Thanks to Airflow’s metrics, some of which were pushed to Cloudwatch on Amazon Web Services (AWS), we gained visibility on how our tasks were behaving over time. We noticed these hourly spikes, which compounded when various tasks ran daily (some at midnight, some at 4am). This was regularly causing a build up of tasks in the queue.
Decrease task cleanup time
Celery Executor allows us to scale the number of workers depending on the number of tasks waiting to execute. Another benefit of using Celery is having access to Flower, a UI for inspecting the individual workers and how they’re performing.
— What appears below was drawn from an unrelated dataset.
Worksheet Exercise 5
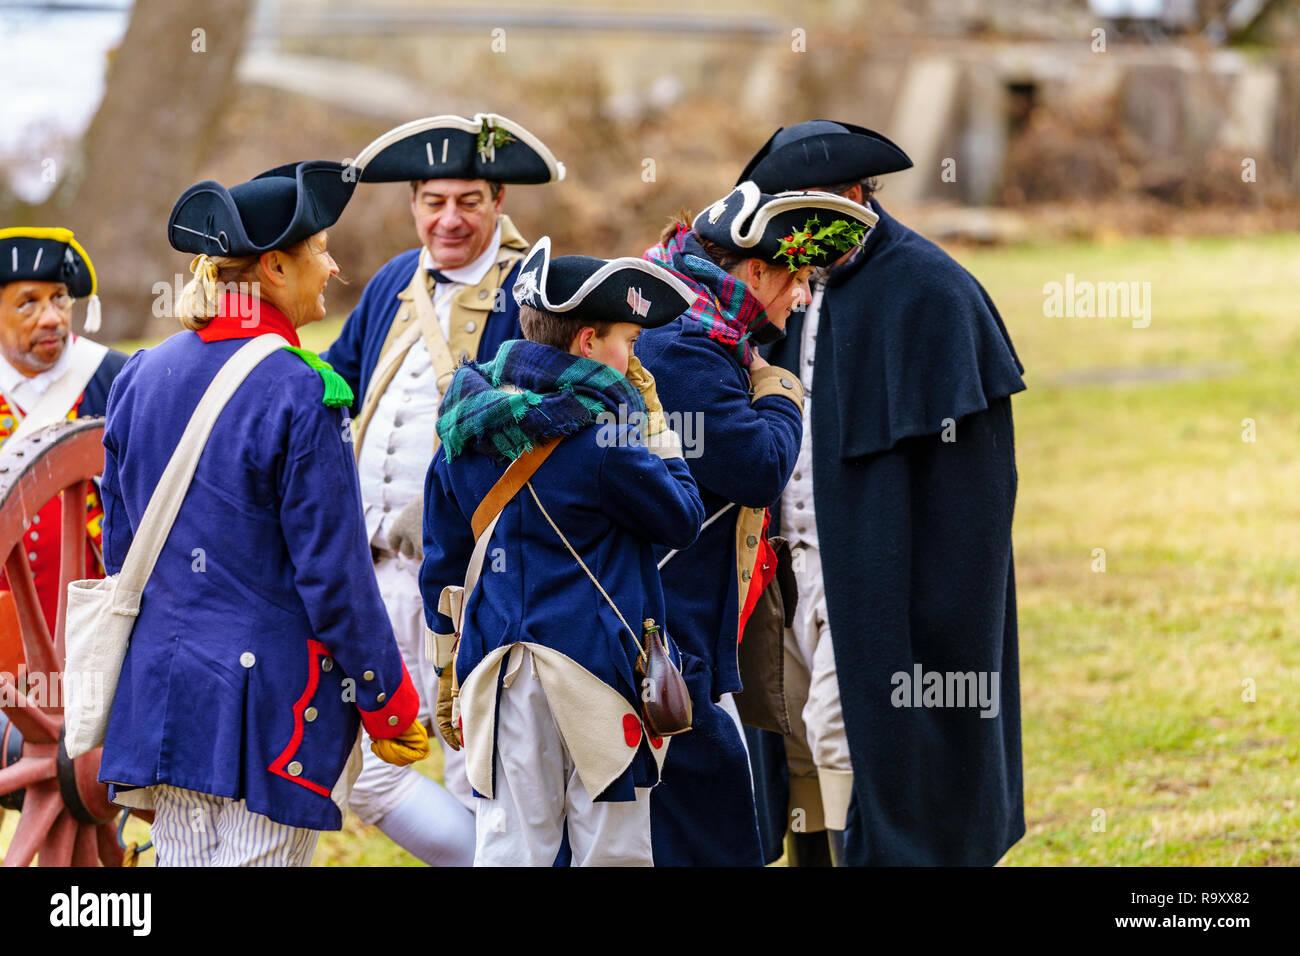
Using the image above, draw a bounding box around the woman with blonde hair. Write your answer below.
[97,162,427,866]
Many tasks should have been fast, completing in 1 or 2 seconds, and within the Airflow UI this appeared to be the case. But by inspecting the tasks in flower, it showed that many of these short tasks ran for over a minute.
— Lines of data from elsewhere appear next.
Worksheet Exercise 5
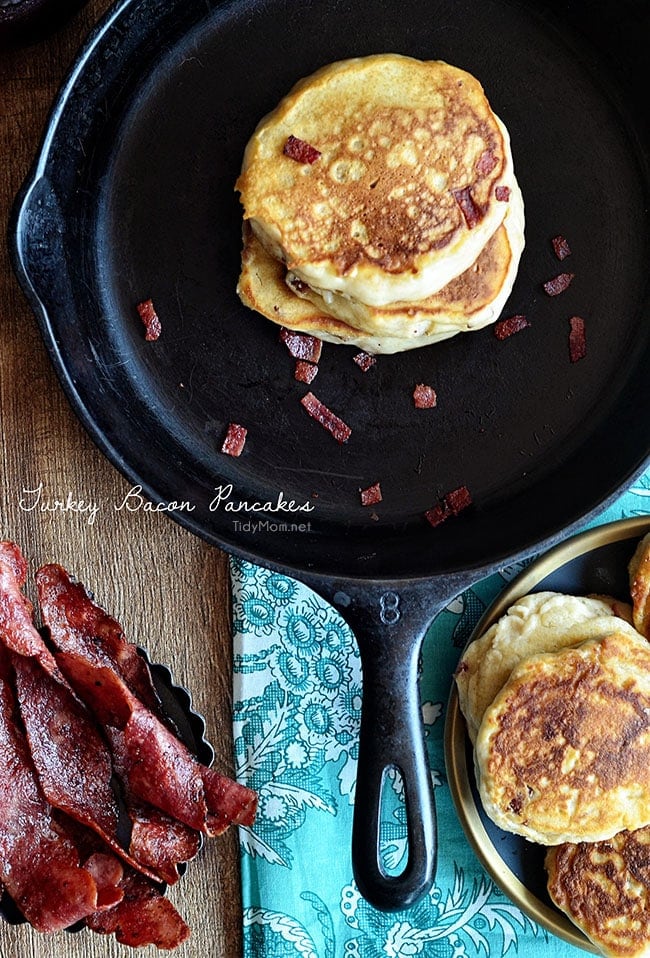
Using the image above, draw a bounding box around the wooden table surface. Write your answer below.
[0,3,243,956]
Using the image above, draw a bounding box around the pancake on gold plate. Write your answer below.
[629,532,650,638]
[237,180,523,354]
[455,591,637,745]
[475,629,650,846]
[547,828,650,958]
[236,54,516,307]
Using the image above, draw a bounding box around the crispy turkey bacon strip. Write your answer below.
[35,562,165,719]
[1,552,195,886]
[86,868,190,950]
[10,652,177,884]
[37,564,258,836]
[0,646,103,932]
[0,541,61,679]
[56,652,256,836]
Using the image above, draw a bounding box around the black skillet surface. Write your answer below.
[10,0,650,911]
[446,516,650,952]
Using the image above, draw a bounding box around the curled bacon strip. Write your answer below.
[86,868,190,949]
[0,541,61,678]
[0,648,101,932]
[37,565,257,838]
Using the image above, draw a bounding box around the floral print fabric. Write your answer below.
[231,472,650,958]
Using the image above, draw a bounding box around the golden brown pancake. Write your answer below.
[237,54,515,306]
[237,180,523,354]
[629,532,650,638]
[547,829,650,958]
[475,630,650,845]
[455,591,638,745]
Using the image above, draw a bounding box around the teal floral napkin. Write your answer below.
[231,469,650,958]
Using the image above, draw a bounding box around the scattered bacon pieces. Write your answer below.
[300,391,351,444]
[452,186,483,228]
[294,360,318,384]
[552,234,572,261]
[425,486,473,528]
[360,483,382,507]
[495,185,510,202]
[221,423,247,457]
[445,486,473,515]
[279,327,323,363]
[413,384,437,408]
[543,272,575,296]
[494,314,530,340]
[283,134,321,164]
[136,299,161,341]
[569,315,587,363]
[353,351,376,372]
[476,150,498,175]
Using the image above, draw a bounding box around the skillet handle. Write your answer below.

Improving DAG file processing time helped reduce this, but by reviewing the logs we discovered that tasks were hanging for up to 60 seconds after completion.
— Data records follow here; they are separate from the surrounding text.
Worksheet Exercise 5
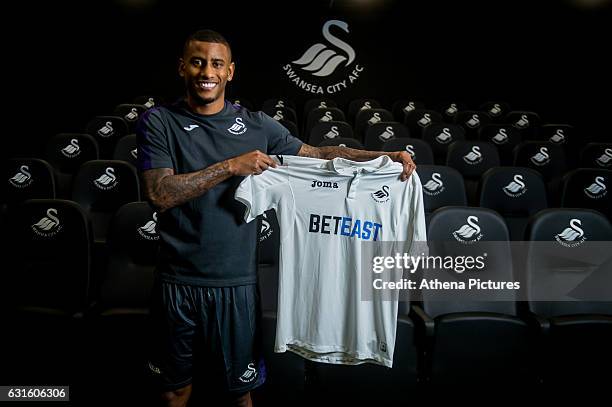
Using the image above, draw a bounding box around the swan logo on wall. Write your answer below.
[555,218,586,247]
[32,208,63,237]
[61,138,81,158]
[9,165,34,188]
[503,174,528,198]
[584,176,607,199]
[93,167,119,190]
[371,185,391,203]
[283,20,365,95]
[452,216,483,244]
[138,212,159,241]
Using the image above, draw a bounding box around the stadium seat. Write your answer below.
[308,121,353,146]
[71,160,141,244]
[363,121,410,150]
[133,95,164,109]
[504,110,542,138]
[422,123,466,165]
[45,133,99,199]
[262,97,296,112]
[446,141,500,204]
[347,98,381,124]
[258,209,281,312]
[403,109,443,138]
[318,137,364,149]
[4,158,56,207]
[454,110,491,139]
[392,99,425,122]
[114,104,147,132]
[513,141,567,205]
[478,124,523,165]
[412,206,531,387]
[478,101,512,122]
[436,101,466,123]
[303,98,337,120]
[561,168,612,219]
[417,165,467,225]
[305,107,346,138]
[112,134,138,169]
[1,199,92,386]
[263,105,298,126]
[85,116,129,159]
[579,142,612,169]
[354,108,394,142]
[83,202,159,404]
[382,138,434,165]
[524,208,612,389]
[479,167,548,240]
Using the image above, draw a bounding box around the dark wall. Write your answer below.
[6,0,611,158]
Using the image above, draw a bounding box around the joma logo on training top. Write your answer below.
[311,180,339,189]
[282,20,365,95]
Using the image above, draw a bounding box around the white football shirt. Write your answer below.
[235,155,426,367]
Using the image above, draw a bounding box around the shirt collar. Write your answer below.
[328,155,395,175]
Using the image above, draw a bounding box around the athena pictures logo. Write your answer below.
[283,20,365,95]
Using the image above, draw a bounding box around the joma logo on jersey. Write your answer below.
[311,180,339,189]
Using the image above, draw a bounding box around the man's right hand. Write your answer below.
[227,150,277,176]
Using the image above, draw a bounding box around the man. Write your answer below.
[137,29,415,407]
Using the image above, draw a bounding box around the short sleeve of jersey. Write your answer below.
[136,108,174,171]
[261,113,303,155]
[234,167,291,223]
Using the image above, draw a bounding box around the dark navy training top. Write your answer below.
[136,100,303,286]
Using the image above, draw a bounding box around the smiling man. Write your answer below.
[137,29,415,407]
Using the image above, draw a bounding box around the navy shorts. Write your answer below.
[148,280,266,393]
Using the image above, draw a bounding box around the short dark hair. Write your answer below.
[183,29,232,61]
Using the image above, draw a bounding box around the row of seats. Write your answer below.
[7,156,610,248]
[2,200,610,404]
After some experimentation with the Airflow configuration file, we landed on reducing the killed_task_cleanup_time option. Tasks continued to finish normally, and the hang time was significantly reduced.
Apply fixes from Github issues
After the Airflow 2.0 release, it was useful to look at Github issues in the milestones for the next minor release (2.0.1 at the time). With so many moving parts, it was important to narrow down the source of the problem to help distinguish between issues in our code and our configuration, and issues in airflow code.
Critical issues that only required a minor code change could easily be patched now rather than waiting on the next Airflow release. One such issue was “Fix race condition when using Dynamic DAGs”. The main part of the fix was essentially a one line code change.
Provision worker resources
Our workers run on AWS using Fargate containers. This allows us to easily scale up or down the number of workers, depending on the number of tasks we’re expecting to process. This also allows us to inspect certain metrics on the workers themselves, including CPU usage.
While developing our Airflow deployment, there were a number of configuration options to set and tweak to suit the needs of our tasks. One such option for celery workers is worker_concurrency. This defines the maximum number of tasks a worker will run simultaneously and will vary depending on the CPU and Memory available to the worker, and the nature of the tasks. Heavily CPU bound tasks will likely require a worker concurrency close to the number of CPU cores available (see celery docs), whereas tasks which are I/O bound can afford a higher value.
Monitoring the CPU usage of our workers through Cloudwatch, we found that they were maxed out almost all of the time. There are a few solutions to this including:
- adding additional workers
- sizing up each individual worker (add CPU to the worker)
- reducing the worker_concurrency value
Provisioning our workers and worker concurrency properly helped reduce stuttering of tasks (not enough CPU available so they wouldn’t process efficiently), and tasks failing to start (competing for resources, so processes failed to start).
By using Airflow, and upgrading to the 2.0 release, we benefited from:
- Scheduler improvements, allowing us to process thousands of tasks per hour. We then identified and addressed bottlenecks to speed up our pipeline,
- Added fault tolerance by adding redundancy and the ability to easily inspect individual tasks and fix issues,
- Faster development time. The ability to quickly identify and fix issues meant our development cycles became much shorter, meaning we could fix an issue within minutes of encountering it.
For our customers this means more reliable data streams and more frequent updates allowing near real-time data.
Looking ahead, we’ll be focusing on transitioning more tasks to use Airflow, starting with forecasting, and continuing to improve our pipeline, using task duration charts to identify bottlenecks.